Just one autoresponder mail per mail address

  • Hello there,

    we all know the way to use “Mail (2)” to generate an autoresponder mail whenever someone uses a CF7 form and enters his mail address.

    But this could be abused to spam mail someone. If someone sends 1000 forms or even more and enters the mail address of his worst enemy then our website would mail bomb this mail address with 1000 autoresponder mails.

    How can we prevent this? Is there a possibility to send just one autoresponder mail per mail address and 24h or sth. like this? Has anyone thought about this problem so far? We find tons of “Use Mail (2) to generate an autoresponder” tutorials in the web but no one seems to think about the abuse potential of this.

    Thanks for any help in advance and many greetings,

    -doffine

Viewing 4 replies - 1 through 4 (of 4 total)
  • Plugin Author Takayuki Miyoshi

    (@takayukister)

    Right. Settings to send email to arbitrary address based on user input always have risks of this type abuse. By using spam protection modules, you will be able to mitigate the risk.

    Thread Starter doffine

    (@doffine)

    Hi @takayukister,

    thank you very much for coming back to us. We do use spam protection modules for at least to block standard spam bots. This works quite well. But as you say this only mitigates the risk. There might be a more sophisticated spam bot or even a real human that manages to abuse the form.

    So wouldn’t it be an idea for a new CF7 feature to add a check box “Send this responder only once in 24h to an individual email address”? Or do you even know CF7 addons already doing something like this?
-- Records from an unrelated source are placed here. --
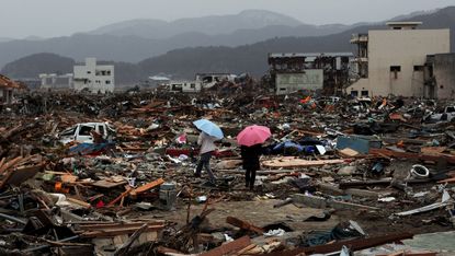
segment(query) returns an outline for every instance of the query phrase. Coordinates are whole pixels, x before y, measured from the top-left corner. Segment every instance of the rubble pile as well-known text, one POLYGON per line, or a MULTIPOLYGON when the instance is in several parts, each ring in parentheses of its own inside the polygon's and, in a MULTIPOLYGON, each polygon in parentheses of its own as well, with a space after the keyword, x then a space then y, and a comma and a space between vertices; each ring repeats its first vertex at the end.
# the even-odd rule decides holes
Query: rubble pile
POLYGON ((450 102, 227 89, 3 107, 0 254, 412 255, 394 243, 453 230, 450 102), (216 184, 194 175, 201 118, 225 137, 216 184), (254 124, 272 137, 250 190, 236 137, 254 124))

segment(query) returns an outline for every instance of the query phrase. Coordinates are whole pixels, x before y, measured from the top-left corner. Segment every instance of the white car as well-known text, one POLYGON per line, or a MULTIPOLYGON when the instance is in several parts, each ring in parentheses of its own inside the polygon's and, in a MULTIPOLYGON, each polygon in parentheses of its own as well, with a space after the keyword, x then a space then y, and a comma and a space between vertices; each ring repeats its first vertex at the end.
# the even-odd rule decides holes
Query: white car
POLYGON ((107 123, 82 123, 72 126, 59 133, 60 142, 67 144, 71 141, 81 143, 93 143, 91 131, 94 130, 107 141, 112 140, 115 129, 107 123))

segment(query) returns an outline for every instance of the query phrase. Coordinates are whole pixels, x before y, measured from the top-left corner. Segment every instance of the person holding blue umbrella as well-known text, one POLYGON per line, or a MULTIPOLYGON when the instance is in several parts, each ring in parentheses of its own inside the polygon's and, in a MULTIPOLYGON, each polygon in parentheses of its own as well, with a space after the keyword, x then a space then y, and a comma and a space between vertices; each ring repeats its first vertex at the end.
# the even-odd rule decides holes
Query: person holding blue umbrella
POLYGON ((216 150, 215 141, 224 137, 223 131, 217 125, 207 119, 200 119, 193 124, 201 130, 197 138, 197 144, 201 146, 200 160, 194 176, 201 177, 202 168, 205 167, 211 183, 215 185, 216 179, 211 168, 211 158, 216 150))

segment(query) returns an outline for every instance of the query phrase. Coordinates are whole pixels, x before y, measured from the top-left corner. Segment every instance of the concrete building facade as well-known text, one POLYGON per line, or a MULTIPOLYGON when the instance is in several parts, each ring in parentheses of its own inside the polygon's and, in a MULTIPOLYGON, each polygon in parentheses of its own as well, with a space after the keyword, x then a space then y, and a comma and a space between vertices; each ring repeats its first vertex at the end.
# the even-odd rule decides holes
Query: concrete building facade
POLYGON ((84 66, 75 66, 73 86, 77 92, 88 90, 91 93, 114 92, 114 66, 96 65, 95 58, 86 58, 84 66))
POLYGON ((352 53, 272 53, 269 54, 270 84, 276 95, 297 91, 342 93, 349 83, 352 53))
POLYGON ((72 89, 72 73, 56 74, 56 73, 41 73, 42 90, 70 90, 72 89))
POLYGON ((24 89, 20 83, 0 74, 0 105, 13 103, 14 92, 24 89))
POLYGON ((450 30, 417 30, 421 22, 390 22, 389 30, 353 35, 357 81, 346 93, 354 96, 424 96, 426 56, 451 50, 450 30))
POLYGON ((428 56, 424 78, 425 97, 455 98, 455 54, 428 56))

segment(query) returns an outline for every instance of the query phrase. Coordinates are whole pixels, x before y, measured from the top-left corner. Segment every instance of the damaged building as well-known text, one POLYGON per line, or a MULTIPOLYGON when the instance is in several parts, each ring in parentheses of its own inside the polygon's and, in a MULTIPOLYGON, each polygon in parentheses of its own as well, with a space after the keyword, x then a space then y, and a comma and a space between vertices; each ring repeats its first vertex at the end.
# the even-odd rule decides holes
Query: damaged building
POLYGON ((299 90, 341 94, 352 58, 351 53, 269 54, 271 86, 277 95, 299 90))
POLYGON ((418 30, 421 22, 388 22, 389 30, 354 34, 357 46, 353 96, 425 96, 424 66, 428 55, 451 50, 450 30, 418 30), (437 40, 435 39, 437 38, 437 40))
POLYGON ((41 73, 42 90, 70 90, 72 89, 72 73, 57 74, 57 73, 41 73))
POLYGON ((0 74, 0 105, 12 104, 14 92, 24 89, 24 85, 0 74))
POLYGON ((455 97, 455 54, 426 56, 424 95, 430 98, 455 97))
POLYGON ((221 82, 234 82, 237 75, 231 73, 196 73, 195 80, 173 80, 168 84, 171 92, 196 93, 211 89, 221 82))
POLYGON ((75 66, 73 86, 77 92, 82 90, 91 93, 114 92, 114 66, 98 65, 95 58, 86 58, 86 63, 75 66))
    Thanks again for your time and great work. We rely on CF7 with over 250 installations for years now. Thank you!

    Greetings,

    -doffine

    Plugin Author Takayuki Miyoshi

    (@takayukister)

    Why don’t you create it as your own custom spam filter?

    Thread Starter doffine

    (@doffine)

    Hi @takayukister,

    to do so we would have to self-implement (and maintain) some database storage functions for entered email addresses to determine if a mail address has already been used in the last 24h. This would go beyond what we can do here. We would have hoped that for a plugin with 5+ Mio. installations there were others that already thought about this risk of abuse and there might be a solution “out of the box”.

    Many greetings and thanks again for all your work,

    -doffine

Viewing 4 replies - 1 through 4 (of 4 total)
  • The topic ‘Just one autoresponder mail per mail address’ is closed to new replies.